I don't know enough about Bundy,
but I do know that history has not been kind to McNamara. Heck, McNamara hasn't been kind to McNamara.
Yes, really!
I almost drove my car off the freeway. It was praised and by a historian. Vietnam wasn't mentioned at all. The word wasn't even said. The impression I got was that the historian thought it was good mostly because Kennedy had done it and to be like Kennedy is to be good. Stunning.
"Do what you feel in your heart to be right -- for you'll be criticized anyway. You'll be damned if you do, and damned if you don't. " - Eleanor Roosevelt
Stop listening to NPR before you wreck your car!
MacNamara and Bundy were Republicans and so the best and the brightest were... A precedent? A good precedent? A model to follow?
The mind reels.
O/T: What the hell has happened to NPR?
Was it part of the whole Bush politicizing public broadcasting (specifically PBS)? I mean, it's just a moderate version of the MSM now. Even five years ago, I don't remember it being this bad. I don't know where to get my news anymore. The Guardian reported their opinions as facts without any evidence (HRC is an avowed racist hellbent on making sure we know Obama is...black!), The Independent obsessively injected racist motive to everything HRC said (e.g., during the SC debate Clinton countered Obama's Walmart charge with Rezko and the paper honestly wrote that she had made him look like a "sleazy...black man"), and the BBC absurdly repeated the RFK smear (never mentioning McCain said something similar just days later). Hell even Democracy Now got on the Obama bandwagon (although not as bad as the others). And these were my fail-safes.
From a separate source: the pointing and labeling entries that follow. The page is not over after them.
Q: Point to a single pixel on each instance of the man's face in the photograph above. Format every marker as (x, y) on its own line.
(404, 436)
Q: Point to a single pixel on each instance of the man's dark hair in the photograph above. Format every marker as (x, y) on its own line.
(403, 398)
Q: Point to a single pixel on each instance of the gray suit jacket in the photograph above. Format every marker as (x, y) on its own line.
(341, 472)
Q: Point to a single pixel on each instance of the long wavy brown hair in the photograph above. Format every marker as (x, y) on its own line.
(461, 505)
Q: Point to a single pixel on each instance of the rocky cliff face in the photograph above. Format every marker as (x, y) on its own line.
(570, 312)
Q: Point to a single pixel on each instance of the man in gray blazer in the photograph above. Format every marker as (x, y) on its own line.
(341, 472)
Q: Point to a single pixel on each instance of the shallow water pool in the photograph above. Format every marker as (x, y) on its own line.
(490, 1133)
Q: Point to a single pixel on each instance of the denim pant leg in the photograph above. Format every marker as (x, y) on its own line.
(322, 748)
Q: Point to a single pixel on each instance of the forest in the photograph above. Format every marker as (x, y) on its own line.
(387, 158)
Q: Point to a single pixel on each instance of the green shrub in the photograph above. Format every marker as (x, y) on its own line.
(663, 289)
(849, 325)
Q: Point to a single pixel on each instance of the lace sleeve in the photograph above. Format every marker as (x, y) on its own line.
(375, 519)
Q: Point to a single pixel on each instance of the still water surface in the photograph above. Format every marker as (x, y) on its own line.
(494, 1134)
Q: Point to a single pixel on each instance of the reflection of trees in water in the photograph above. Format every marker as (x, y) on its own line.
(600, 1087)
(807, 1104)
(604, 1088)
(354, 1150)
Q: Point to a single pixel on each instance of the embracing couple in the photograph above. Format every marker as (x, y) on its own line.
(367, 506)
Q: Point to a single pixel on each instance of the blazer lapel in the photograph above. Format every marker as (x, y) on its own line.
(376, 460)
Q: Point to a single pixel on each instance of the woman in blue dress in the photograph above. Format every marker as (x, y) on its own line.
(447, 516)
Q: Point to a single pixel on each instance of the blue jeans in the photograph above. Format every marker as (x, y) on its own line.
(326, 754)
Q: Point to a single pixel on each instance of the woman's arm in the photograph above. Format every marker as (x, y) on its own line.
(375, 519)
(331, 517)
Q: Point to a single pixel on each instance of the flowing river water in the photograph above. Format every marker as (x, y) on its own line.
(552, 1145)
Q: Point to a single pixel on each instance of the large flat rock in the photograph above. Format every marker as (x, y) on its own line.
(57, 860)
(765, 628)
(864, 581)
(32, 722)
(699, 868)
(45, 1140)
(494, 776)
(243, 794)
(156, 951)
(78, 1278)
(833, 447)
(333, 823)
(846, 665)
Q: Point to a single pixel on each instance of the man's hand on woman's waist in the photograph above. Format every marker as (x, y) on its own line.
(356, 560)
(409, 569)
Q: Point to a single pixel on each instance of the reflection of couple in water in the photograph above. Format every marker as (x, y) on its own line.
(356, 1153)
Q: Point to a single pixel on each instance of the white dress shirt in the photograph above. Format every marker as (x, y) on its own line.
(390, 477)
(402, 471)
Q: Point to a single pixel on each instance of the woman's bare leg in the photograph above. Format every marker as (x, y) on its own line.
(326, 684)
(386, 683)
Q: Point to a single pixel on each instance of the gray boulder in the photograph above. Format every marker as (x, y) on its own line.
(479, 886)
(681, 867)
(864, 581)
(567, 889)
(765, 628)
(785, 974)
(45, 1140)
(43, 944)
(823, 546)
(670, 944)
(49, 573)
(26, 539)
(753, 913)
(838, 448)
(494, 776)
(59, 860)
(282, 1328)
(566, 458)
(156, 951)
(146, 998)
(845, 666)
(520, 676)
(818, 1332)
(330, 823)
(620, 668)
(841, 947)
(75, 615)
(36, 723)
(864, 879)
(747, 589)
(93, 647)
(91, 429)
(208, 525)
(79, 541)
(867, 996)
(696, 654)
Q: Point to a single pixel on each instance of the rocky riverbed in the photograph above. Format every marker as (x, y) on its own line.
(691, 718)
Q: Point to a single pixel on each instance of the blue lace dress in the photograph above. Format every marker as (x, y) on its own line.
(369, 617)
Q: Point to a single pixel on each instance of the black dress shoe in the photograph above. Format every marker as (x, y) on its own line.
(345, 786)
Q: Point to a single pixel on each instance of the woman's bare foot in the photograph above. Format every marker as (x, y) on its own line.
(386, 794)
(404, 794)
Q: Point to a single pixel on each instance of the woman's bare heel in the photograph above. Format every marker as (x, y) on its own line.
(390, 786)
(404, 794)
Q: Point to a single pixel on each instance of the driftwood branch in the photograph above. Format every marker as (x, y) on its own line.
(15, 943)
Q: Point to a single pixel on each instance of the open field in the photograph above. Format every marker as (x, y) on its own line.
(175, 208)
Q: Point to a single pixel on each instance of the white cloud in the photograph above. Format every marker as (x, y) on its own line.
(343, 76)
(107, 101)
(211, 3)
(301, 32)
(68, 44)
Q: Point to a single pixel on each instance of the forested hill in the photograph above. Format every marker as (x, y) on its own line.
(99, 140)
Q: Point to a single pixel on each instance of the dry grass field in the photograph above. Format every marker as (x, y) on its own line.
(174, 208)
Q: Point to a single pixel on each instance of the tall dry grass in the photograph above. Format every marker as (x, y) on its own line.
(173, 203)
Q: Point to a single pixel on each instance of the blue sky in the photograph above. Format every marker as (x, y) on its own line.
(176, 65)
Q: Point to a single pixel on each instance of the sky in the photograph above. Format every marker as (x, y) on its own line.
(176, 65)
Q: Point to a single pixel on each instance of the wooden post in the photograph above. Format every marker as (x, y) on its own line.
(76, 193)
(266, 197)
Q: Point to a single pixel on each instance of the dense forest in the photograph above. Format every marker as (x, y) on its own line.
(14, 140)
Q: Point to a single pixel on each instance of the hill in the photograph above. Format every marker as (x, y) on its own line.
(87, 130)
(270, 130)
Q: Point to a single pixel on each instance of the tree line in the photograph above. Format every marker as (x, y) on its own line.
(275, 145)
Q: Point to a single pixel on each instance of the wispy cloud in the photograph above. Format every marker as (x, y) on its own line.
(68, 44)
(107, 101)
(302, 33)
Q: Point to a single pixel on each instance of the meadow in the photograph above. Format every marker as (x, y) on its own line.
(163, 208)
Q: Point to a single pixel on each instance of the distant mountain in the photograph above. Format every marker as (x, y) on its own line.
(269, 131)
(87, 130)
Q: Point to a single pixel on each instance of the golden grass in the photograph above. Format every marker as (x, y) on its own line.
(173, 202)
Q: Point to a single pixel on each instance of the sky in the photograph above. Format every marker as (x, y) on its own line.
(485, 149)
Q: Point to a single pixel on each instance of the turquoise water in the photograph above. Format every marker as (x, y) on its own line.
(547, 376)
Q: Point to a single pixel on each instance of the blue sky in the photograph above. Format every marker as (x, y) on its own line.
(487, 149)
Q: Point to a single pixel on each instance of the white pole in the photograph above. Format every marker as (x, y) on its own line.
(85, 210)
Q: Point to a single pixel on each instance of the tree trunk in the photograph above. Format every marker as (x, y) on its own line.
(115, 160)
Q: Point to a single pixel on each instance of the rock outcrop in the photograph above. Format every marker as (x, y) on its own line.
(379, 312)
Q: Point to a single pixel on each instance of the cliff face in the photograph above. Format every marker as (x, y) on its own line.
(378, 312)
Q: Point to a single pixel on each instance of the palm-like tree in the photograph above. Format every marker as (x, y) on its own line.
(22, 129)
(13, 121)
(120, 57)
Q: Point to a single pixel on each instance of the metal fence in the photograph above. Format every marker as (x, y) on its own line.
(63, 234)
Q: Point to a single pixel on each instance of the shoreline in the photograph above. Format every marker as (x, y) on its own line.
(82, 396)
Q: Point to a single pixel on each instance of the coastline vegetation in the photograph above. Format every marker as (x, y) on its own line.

Anyway, I'm most pissed about NPR. I've loved it since I was a kid and now it's like some pod station.
Gates
and it seems that Obama is fixing to keep Gates. Sheesh. Versailles
lives.
Can you get the transcript for that?
I have the feeling a transcript will provide endless hours of amusement.
Link to Interview Added (Audio, Not T-Script)
Couldn't find a t-script, but I added a link to the audio for the interview. It's less than four minutes. A lot is covered in that four minutes and I realized in re-listening to it that the McNamara/Bundy discussion is very quick, but it's still striking that it's mentioned as being a good thing (and without the word Vietnam ever being uttered).
"Do what you feel in your heart to be right -- for you'll be criticized anyway. You'll be damned if you do, and damned if you don't. " - Eleanor Roosevelt
What Kennedy would have done is unknowable
IIRC at the time of Kennedy's death we had +/- 12,000 people in theater, about half of them actually in Vietnam. Johnson was the one who implemented the big escalation, to around 485,000 in-country at the peak in 1967. While the "Best and Brightest" were certainly culpable for their contribution, the responsibility for decisions was all Johnson's. LBJ chose to keep Kennedy's staff rather than bring his own people in; with the same staff, would Kennedy have made the same decisions?
I've read the histories, as well as having lived through those times as an adult. In my judgment while the Cabinet and advisers played substantial roles and each of those who supported escalation are in their own way at fault, by far the greatest responsibility rests with Johnson.
Every President thinks they've found people who are best suited to achieve their ends, including selection of people they can - should they choose - dominate and manipulate. Who Obama selects is, in my opinion, less important than what he intends to do with them. Our best clues to that will come from Omaba himself, and not so much from the history of the people he selects to work for him.